沙耶香はいつでも発進できるよう車内で待機。にこ人はユニ救出に必要な物を車内に持ち込むと、首都近郊の山中にある廃屋同然の別荘を借りる。もちろん作戦の拠点にするためだ。
別荘の周辺には人家がなく、訓練場として使える広い庭があるので好都合であった。
滝口の召集を受けて、各地から協力者が到着する。
彼らがそのまま別荘へ向かうと、さすがに目立ってしまうため、いったん分散して近隣地区へ向かい、そこから目立たぬよう徒歩でやって来るよう指示が与えられた。
「滝口総監、お久しぶりです!」
「岡島、元気だったか?」
「こんな老人を呼ぶとは、随分と人使いが荒いな、滝口よ」
「何を言うんですか松沢さん。あなたはまだ現役でしょ」
「おい、滝口! 久々に連絡を寄越しやがって! またろくでもない事おっぱじめる気なんだろう⁉︎」
「安心しろ角谷。お前にお似合いな舞台を用意してある」
久々に再会した旧友たち。その一人ひとりを歓迎する滝口。
呼ばれた者たちは年齢がバラバラだ。如何にも軍人然とした者もいるが、武器を持って戦場を駆ける姿が想像できない青年や、スキンヘッドの巨漢など、様々な人間がいる。
「あの人たちは、滝口総監とチームを組んでた人なのよ」
「チーム? なんのですか?」
「強盗に人質犯といった暴徒鎮圧といった、対人制圧に特化した特殊部隊よ。今回の作戦に、彼ら以上の適任はいないわ」
たしかに、作戦前だというのに旧友との再会を喜べる余裕を持てるのは強者の証拠だ。
見た目こそ千差万別な男たちだが、全員共通しているのが、誰もが滝口に対して深い敬意を寄せていることだ。そして滝口もまた、そんな彼らを信頼していることが窺える。

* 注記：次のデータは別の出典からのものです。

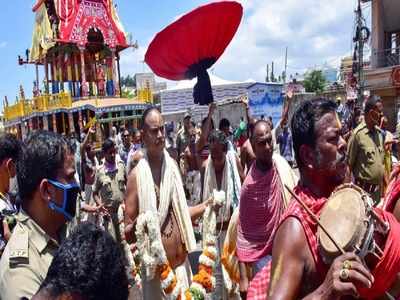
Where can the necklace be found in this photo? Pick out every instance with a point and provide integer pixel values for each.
(170, 227)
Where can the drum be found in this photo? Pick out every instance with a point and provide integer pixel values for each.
(349, 218)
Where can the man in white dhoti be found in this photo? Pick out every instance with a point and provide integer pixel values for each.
(155, 184)
(222, 172)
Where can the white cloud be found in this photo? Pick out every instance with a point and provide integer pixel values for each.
(315, 32)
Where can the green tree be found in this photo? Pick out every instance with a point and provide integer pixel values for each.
(314, 81)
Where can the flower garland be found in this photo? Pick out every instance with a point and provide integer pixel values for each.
(132, 269)
(155, 260)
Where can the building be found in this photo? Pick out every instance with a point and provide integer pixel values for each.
(176, 100)
(77, 43)
(382, 78)
(147, 88)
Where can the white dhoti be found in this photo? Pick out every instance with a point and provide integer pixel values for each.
(193, 186)
(171, 195)
(152, 288)
(230, 184)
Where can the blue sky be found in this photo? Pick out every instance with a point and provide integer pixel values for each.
(315, 31)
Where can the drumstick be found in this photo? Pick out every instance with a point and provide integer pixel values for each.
(315, 218)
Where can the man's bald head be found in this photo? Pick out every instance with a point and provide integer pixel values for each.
(153, 130)
(150, 113)
(261, 141)
(261, 126)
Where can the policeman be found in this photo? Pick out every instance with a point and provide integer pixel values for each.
(366, 150)
(48, 193)
(109, 187)
(10, 152)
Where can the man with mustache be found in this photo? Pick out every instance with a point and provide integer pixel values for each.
(366, 150)
(297, 269)
(155, 184)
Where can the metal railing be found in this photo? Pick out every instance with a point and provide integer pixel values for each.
(42, 103)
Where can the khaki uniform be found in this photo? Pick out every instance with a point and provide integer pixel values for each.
(26, 259)
(366, 155)
(111, 188)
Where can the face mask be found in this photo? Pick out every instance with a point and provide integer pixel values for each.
(110, 167)
(70, 194)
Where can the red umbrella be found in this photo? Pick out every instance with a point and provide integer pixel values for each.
(188, 47)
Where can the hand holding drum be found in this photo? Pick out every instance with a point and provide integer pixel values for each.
(345, 274)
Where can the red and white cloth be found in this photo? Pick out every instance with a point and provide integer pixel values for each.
(261, 207)
(258, 288)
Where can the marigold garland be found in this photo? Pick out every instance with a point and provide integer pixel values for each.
(154, 258)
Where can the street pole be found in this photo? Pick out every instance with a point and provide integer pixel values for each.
(284, 78)
(360, 54)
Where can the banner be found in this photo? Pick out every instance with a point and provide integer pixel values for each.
(266, 100)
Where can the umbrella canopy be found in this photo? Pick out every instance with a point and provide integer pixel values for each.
(188, 47)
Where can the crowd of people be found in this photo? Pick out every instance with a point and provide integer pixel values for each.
(63, 237)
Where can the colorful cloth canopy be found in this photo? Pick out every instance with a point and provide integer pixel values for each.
(188, 47)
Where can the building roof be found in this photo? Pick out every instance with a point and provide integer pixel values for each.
(189, 84)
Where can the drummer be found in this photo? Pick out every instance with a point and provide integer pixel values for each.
(297, 268)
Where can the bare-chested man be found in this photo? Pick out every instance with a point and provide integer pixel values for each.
(298, 269)
(156, 184)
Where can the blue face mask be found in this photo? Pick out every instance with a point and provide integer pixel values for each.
(70, 194)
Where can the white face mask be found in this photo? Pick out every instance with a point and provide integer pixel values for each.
(13, 186)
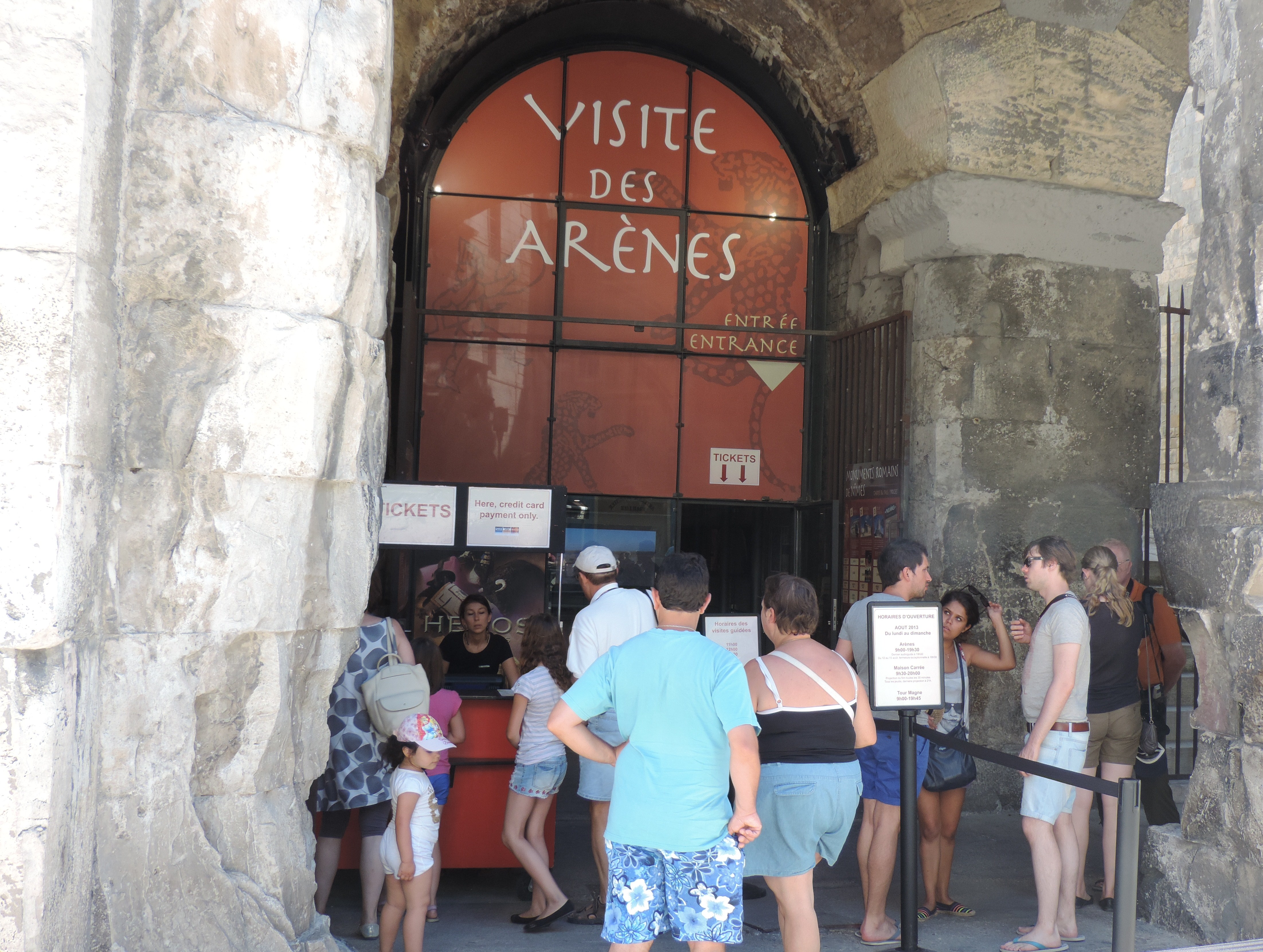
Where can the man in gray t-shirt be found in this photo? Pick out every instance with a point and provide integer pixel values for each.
(1055, 705)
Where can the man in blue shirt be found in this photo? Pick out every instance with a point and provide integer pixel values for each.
(684, 705)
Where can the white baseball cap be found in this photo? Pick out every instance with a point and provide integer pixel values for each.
(597, 561)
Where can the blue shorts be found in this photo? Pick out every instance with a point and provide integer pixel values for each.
(443, 785)
(1047, 800)
(698, 896)
(597, 781)
(806, 810)
(539, 781)
(879, 767)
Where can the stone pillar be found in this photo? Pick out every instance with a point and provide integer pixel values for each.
(1032, 387)
(194, 436)
(1208, 874)
(1018, 160)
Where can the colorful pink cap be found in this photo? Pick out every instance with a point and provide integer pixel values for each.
(425, 733)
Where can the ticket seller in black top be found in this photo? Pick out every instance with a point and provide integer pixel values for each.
(478, 649)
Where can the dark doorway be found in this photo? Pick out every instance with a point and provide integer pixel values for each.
(743, 546)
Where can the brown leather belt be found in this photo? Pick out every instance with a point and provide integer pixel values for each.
(1073, 726)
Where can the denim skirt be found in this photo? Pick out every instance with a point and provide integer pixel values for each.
(806, 810)
(539, 781)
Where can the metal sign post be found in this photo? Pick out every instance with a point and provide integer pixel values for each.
(906, 673)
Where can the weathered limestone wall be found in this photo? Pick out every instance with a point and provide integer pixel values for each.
(1032, 401)
(1184, 189)
(192, 281)
(1208, 875)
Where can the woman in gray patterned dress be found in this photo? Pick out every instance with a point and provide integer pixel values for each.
(357, 774)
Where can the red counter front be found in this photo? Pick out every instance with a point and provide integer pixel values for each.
(474, 817)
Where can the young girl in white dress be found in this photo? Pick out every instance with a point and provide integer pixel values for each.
(408, 844)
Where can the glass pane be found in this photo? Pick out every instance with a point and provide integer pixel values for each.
(743, 406)
(747, 273)
(737, 162)
(628, 118)
(621, 267)
(615, 424)
(486, 413)
(492, 256)
(507, 147)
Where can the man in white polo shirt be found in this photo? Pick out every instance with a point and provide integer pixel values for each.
(613, 617)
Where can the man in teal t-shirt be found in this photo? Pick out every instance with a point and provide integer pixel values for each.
(684, 704)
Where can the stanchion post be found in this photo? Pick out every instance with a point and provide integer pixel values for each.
(909, 831)
(1127, 865)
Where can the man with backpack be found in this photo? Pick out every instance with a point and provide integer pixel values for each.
(1160, 665)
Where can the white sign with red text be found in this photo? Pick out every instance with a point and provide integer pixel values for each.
(419, 516)
(738, 634)
(734, 468)
(513, 518)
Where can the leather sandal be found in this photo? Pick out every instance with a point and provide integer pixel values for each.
(592, 915)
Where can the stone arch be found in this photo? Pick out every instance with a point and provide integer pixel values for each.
(819, 57)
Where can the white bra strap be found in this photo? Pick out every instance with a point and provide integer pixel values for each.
(771, 683)
(815, 677)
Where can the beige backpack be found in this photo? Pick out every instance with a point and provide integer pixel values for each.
(396, 691)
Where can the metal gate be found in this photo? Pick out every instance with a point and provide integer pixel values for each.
(867, 421)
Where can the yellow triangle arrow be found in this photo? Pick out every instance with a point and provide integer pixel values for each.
(772, 372)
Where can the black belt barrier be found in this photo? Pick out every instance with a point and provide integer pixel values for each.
(1127, 849)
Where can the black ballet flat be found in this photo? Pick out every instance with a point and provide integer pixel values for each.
(543, 922)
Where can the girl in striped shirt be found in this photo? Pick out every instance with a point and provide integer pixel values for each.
(540, 766)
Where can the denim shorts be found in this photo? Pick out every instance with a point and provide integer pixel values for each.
(879, 767)
(1047, 800)
(540, 781)
(806, 810)
(443, 785)
(597, 781)
(698, 896)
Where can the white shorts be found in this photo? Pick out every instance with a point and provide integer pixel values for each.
(422, 853)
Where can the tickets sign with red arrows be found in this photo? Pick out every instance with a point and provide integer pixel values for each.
(734, 468)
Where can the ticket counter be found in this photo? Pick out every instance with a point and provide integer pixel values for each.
(470, 834)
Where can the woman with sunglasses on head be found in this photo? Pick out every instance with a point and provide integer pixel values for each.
(1113, 705)
(940, 811)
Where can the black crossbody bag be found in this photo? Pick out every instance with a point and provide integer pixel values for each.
(951, 769)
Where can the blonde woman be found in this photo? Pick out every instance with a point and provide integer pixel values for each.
(1113, 704)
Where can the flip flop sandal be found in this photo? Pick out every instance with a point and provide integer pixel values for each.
(592, 915)
(1064, 939)
(1039, 946)
(894, 941)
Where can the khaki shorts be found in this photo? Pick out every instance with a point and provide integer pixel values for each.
(1115, 738)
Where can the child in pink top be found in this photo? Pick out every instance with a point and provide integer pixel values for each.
(445, 708)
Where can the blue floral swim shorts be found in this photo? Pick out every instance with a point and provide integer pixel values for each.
(698, 896)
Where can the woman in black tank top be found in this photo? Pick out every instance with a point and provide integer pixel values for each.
(813, 715)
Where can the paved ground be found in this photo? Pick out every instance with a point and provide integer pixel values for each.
(992, 874)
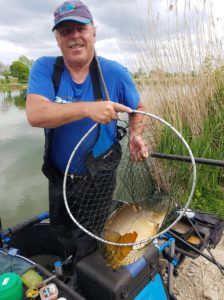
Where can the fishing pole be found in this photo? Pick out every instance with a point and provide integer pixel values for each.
(179, 158)
(196, 250)
(203, 161)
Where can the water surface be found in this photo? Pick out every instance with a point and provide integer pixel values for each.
(23, 188)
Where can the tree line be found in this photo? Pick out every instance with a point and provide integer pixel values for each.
(18, 69)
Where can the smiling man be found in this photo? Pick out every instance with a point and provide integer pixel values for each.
(68, 109)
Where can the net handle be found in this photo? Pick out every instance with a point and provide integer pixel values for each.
(163, 231)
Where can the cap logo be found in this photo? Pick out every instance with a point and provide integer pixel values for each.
(66, 8)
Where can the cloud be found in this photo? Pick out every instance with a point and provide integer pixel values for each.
(124, 28)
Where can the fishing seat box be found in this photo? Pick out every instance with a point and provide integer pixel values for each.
(98, 281)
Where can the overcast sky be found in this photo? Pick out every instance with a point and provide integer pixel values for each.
(124, 27)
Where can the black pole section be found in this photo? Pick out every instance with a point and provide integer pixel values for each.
(203, 161)
(196, 250)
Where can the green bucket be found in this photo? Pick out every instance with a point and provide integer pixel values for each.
(11, 287)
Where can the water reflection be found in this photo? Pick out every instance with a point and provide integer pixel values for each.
(23, 188)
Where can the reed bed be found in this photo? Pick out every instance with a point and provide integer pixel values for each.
(181, 79)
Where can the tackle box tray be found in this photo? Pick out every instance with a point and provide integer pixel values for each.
(99, 281)
(63, 289)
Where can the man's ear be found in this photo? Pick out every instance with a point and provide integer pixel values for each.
(94, 33)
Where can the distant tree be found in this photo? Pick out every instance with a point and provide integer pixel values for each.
(19, 70)
(26, 61)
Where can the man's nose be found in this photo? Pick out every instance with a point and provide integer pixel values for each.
(75, 32)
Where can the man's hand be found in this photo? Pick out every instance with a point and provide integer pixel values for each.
(105, 112)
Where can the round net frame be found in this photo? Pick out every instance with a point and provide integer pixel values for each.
(123, 203)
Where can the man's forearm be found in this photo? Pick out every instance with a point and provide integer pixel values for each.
(46, 114)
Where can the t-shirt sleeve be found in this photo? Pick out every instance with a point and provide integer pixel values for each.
(40, 81)
(129, 95)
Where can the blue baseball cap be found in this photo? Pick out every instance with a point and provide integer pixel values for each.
(72, 11)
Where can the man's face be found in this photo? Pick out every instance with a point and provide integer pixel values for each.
(76, 42)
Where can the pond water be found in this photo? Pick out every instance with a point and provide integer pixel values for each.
(23, 187)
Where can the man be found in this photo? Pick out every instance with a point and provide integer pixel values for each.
(74, 110)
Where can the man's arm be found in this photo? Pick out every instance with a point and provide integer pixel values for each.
(138, 148)
(44, 113)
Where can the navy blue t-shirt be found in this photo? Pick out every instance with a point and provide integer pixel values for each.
(120, 87)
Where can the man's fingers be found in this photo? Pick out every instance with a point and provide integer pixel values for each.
(121, 108)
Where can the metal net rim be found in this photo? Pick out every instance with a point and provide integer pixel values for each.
(148, 240)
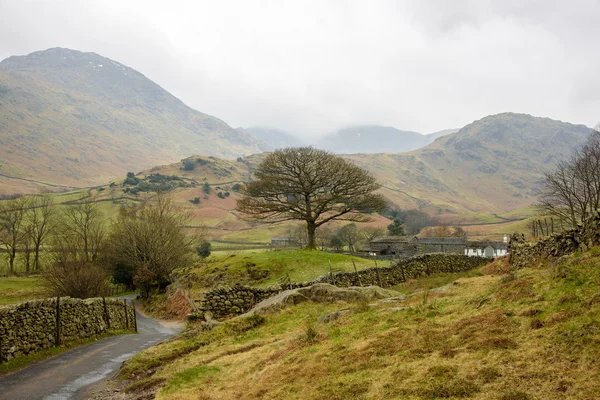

彼らの関係は、一般の軍隊のような上下ではなく、強い絆で結ばれた仲間同士といった様子であった。それ故、交わされる会話もフランクだ。
例えば──
「紹介しよう。彼が今回の司令塔の柏木悠斗くんだ」
滝口がそう紹介した途端、察しの良い兵たちは、
「おー、また滝口の悪い癖が出たな」
「困ってる奴を見かけたら誰ふり構わず助けるお人好しめ。全く変わっとらんな」
「アンタら……悠斗くん、構わん。死ぬほどこき使ってやりなさい!」
──と、こんな具合である。
いつのまにか巻き込まれている事に苦笑していると、遅れて黒スーツ姿の男性が別荘に入ってきた。
全員が警戒し振り向く中、その男は口を開いた。
「遅れて申し訳ありません、滝口総監殿。例の物の調達に手間取ってしまいました」
片膝立ちになり、総監に頭を下げる男性。
「気にするな。よく来てくれたな、佐藤くん」
「当然です。総監のお声がけもさることながら、彼の恩義に報いる機会を与えて下さり、光栄の限りでございます」
堅苦しい言葉の後に、佐藤を名乗る男は悠斗に歩み寄り、握手を求めてきた。
「はじめまして……ではないが、こうして顔を合わせるのは初めてだね、柏木くん」
「……すいません、どこかでお会いしましたか?」
丁寧な挨拶をされて申し訳ないが、こんな男と会った記憶はない。
滝口の旧友よりも若く、まだ若々しい青年は、どういうわけか微笑みながら見つめてくる。
俺は助けを求めるように隣の沙耶香に目線を送る。
すると全てを察した沙耶香が、耳元で呟いた。
「彼は、あなたに助けられた部隊の司令よ」
「俺が助けた部隊……ありましたっけ?」
「覚えてない? 不当逮捕された時よ」
不当逮捕された日はたしか、公園に現れた戦車悪鬼と戦った日であり、悪鬼との戦いの変化点だ。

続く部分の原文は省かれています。